Publication: Monitor Volume: 6 Issue: 11

In a television interview broadcast yesterday evening, First Deputy Prime Minister Mikhail Kasyanov seemed to be trying to dampen down expectations for significant improvements in the Russian economy in the near future. Asked about the 5-percent drop in the ruble’s value in relation to the dollar since the start of the year, Kasyanov, who is also Russia’s finance minister, bluntly described the economy as “weak,” adding that it will take three to four years to bring the economy back to the level it reached in 1997, when Russia registered a small growth in gross domestic production and a slightly higher rise in industrial output. Kasyanov said that the ruble would start to strengthen in five to seven years, and predicted that the ruble-dollar exchange rate would average 32 to 1 this year. The ruble is now trading at 28.57 to the dollar.

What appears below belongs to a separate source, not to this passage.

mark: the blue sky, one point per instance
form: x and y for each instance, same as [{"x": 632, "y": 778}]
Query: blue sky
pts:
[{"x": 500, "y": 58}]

Kasyanov singled out political factors as being the main problem for the economy, noting that an election period is always a factor for “instability” and not the best time for carrying out “serious and deep reforms.” Despite these negative factors, he said, the government hoped to provide for modest economic growth this year (RTR, January 16).

Kasyanov’s statements would appear to reflect the government’s worry about the possibility that an economic crisis could strike in the run-up to the presidential elections, scheduled for March 26. Acting President Vladimir Putin presently appears to be positioned to win the contest easily, but a sharp downturn in the economy could complicate matters. Russia is supposed to pay off US$3 billion in its foreign debt–mostly to the International Monetary Fund (IMF), the World Bank and holders of Russian bonds–during the first quarter of this year. In the meantime, it is still hoping that the IMF will renew payments from its US$4.5 billion loan to Russia. The Fund withheld the second US$640 million tranche from that loan last autumn, on the grounds that Russia had not carried out the necessary financial, banking and budgetary reforms. In an interview yesterday, IMF Managing Director Michel Camdessus gave no indication that the Fund was ready to resume its loans to Russia. Camdessus was quoted as simply repeating that the IMF will resume assisting Russia after it fulfills the terms of the loan, adding that he did not know whether credits would be released prior to the March 26 election (Russian agencies, January 11).

In December, Central Bank Chairman Viktor Gerashchenko sent a letter to Putin warning that export earnings would shrink by some US$1.5 billion dollars at the beginning of this year. In addition, he said, a drop in world oil prices could further reduce Russia’s hard-currency revenues, thereby making it harder for the government to meet domestic budgetary obligations, such as paying out pensions and wages to state workers and pensions, or to support the ruble. This could ignite inflation and make Putin’s victory at the polls less of a foregone conclusion. In an attempt to raise revenues, the government has already raised the excise tax on the sale of some alcoholic beverages by 40 percent and recently announced its intention to require exporters to sell 100 percent of their hard-currency earnings to the government for rubles (Vremya-Russian agencies, January 13).